It was a high privilege for me to join Drake, Radack and FBI whistleblower Coleen Rowley on a visit to Edward Snowden in Russia on Oct. 9. Never have I been in the company of persons who are such incorruptible straight-arrow patriots. Not so, sadly, Michael Hayden.
Given how these network interviews go, however, Hayden will probably be introduced as the patriot he isn't. Here is a more fact-based introduction that I would urge the moderator, CBS's Major Garrett, to use:
"Let me also welcome former Gen. Michael Hayden. Gen. Hayden was the first director of NSA to violate his oath to the U.S. Constitution by acquiescing in the Bush administration's order to violate the Fourth Amendment, which, until then, had served as the 'First Commandment' at NSA.
"On May 8, 2006, former NSA Director Adm. Bobby Ray Inman stated publicly that what Hayden did was in clear violation of the Foreign Intelligence Surveillance Act (FISA). Another former NSA director, Army Gen. William Odom, told an interviewer on Jan. 4, 2006, that Hayden 'should have been court-martialed.'
"This sad reality was known to CBS and our mainstream media colleagues before Hayden was confirmed as CIA director on May 18, 2006, but we were successful in deep-sixing it, keeping it out of the public debate.
"We also are grateful to both the Bush and the Obama administrations for making it possible to have Gen. Hayden with us in the studio here today rather than having to speak with him via Skype from a federal prison where he assuredly belongs for his eavesdropping crimes at NSA. Hayden and the enabling giant telecoms escaped accountability via the Bush-pushed 2006 law holding all harmless for these violations of law.
"As for President Obama, had he not decided to 'look forward and not backward' and thus avoid prosecuting Bush administration criminals, Hayden might be locked away today for crimes against the Constitution and international law. As CIA director, he was a staunch defender of 'enhanced interrogation techniques,' including waterboarding.
"Gen. Hayden also has been one of the harshest critics of Edward Snowden, hinting broadly that Snowden should be put on the President's Kill List, a motion that was immediately seconded by House Intelligence Chair Mike Rogers. So, our thanks to Presidents Bush and Obama for enabling Gen. Hayden's presence here today, and thanks also for the rest of you for being here this morning."
My guess is that Garrett's actual introduction will be a lot less forthright -- and he will then give Hayden plenty of space to hurl as many stones at Edward Snowden as Hayden wishes, as Hayden did last July when he was writing as a "CNN Terrorism Analyst."
Hayden lumped Snowden together with despicable characters like CIA's Aldrich Ames, Robert Hanssen of the FBI and others who spied for the U.S.S.R. Hayden threw in Revolutionary War turncoat Benedict Arnold for good measure.

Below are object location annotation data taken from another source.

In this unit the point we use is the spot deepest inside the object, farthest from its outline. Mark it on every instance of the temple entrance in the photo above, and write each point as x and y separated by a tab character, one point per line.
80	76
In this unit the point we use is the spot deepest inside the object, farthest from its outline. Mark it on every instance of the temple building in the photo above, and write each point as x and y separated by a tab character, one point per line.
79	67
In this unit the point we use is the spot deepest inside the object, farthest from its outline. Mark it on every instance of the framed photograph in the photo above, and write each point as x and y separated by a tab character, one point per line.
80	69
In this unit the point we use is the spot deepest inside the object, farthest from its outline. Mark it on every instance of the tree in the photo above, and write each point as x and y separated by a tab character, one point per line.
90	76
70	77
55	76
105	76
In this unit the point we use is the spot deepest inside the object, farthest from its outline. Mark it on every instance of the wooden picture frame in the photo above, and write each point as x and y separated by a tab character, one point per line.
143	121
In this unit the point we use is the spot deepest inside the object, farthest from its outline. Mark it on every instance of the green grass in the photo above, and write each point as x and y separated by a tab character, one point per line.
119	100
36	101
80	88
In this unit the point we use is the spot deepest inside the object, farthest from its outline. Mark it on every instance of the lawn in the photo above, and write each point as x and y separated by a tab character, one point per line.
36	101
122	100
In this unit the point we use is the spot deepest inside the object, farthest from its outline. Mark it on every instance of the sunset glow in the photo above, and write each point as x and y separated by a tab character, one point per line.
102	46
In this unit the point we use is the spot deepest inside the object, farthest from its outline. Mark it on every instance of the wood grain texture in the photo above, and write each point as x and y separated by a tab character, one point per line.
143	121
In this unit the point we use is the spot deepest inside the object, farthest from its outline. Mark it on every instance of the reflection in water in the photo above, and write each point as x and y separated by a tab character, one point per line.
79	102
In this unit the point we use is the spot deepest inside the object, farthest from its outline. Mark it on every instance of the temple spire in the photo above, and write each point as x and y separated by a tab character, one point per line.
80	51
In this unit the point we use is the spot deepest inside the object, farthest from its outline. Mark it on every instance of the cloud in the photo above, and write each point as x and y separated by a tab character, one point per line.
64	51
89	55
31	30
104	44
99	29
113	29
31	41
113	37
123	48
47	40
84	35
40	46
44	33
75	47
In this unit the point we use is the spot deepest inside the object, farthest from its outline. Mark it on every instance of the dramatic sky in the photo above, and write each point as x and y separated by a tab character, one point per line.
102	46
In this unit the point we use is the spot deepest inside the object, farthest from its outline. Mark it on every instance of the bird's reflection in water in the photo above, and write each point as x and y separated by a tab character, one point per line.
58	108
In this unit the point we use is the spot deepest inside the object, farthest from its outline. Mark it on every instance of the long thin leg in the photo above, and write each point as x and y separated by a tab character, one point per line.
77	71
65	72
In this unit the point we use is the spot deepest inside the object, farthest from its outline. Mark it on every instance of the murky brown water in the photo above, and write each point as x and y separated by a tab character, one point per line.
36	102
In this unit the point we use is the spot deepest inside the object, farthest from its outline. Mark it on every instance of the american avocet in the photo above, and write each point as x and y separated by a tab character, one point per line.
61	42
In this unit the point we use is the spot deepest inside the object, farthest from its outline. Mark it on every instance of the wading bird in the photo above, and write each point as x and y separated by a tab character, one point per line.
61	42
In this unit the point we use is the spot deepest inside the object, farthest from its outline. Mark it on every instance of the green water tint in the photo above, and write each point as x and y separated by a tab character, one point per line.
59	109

Hayden disparaged Pvt. Bradley Manning, too, for leaking evidence of U.S. war crimes in Iraq and Afghanistan. Then, Hayden added, "Snowden is in a class by himself." But it is Michael Hayden who is truly in a class by himself.
Hayden was the first NSA director to betray the country's trust by ordering wholesale violation of what was once the First Commandment at NSA: "Thou Shalt Not Eavesdrop on Americans Without a Court Warrant." Not to mention playing fast and loose with the Foreign Intelligence Surveillance Act of 1978 and the Fourth Amendment to the Constitution.
While Hayden has implicitly offered a second-grader kind of excuse for his law-breaking -- that President George W. Bush and Vice President Dick Cheney "made me do it" -- that does not let Hayden off the hook. Hayden also lectured a press conference on Jan. 23, 2006, about his detailed knowledge of the Fourth Amendment, insisting that it does not require a showing of "probable cause" before a warrant is issued for searches and seizures.
Given Hayden's ignorance of this important constraint against government abuse, I have found it helpful to read the one-sentence Fourth Amendment during TV and radio interviews to provide necessary context against which viewers/listeners can gauge how the revelations about NSA operations comport, or do not, with the strictures in the amendment. Thankfully, the language is pretty straightforward and specific:
"The right of the people to be secure in their persons, houses, papers, and effects, against unreasonable searches and seizures, shall not be violated, and no Warrants shall issue, but upon probable cause, supported by Oath or affirmation, and particularly describing the place to be searched, and the persons or things to be seized."
Hayden's cavalier attitude toward ignoring the rights of American citizens even prompted passionate disapproval from two of Hayden's predecessors who are not normally given to criticizing the performance of their successors. Yet, former NSA directors Odom and Inman spoke out strongly after the revelations in the Dec. 16, 2005 New York Times article, "Bush Lets U.S. Spy on Callers Without Courts," by journalists James Risen and Eric Lichtblau.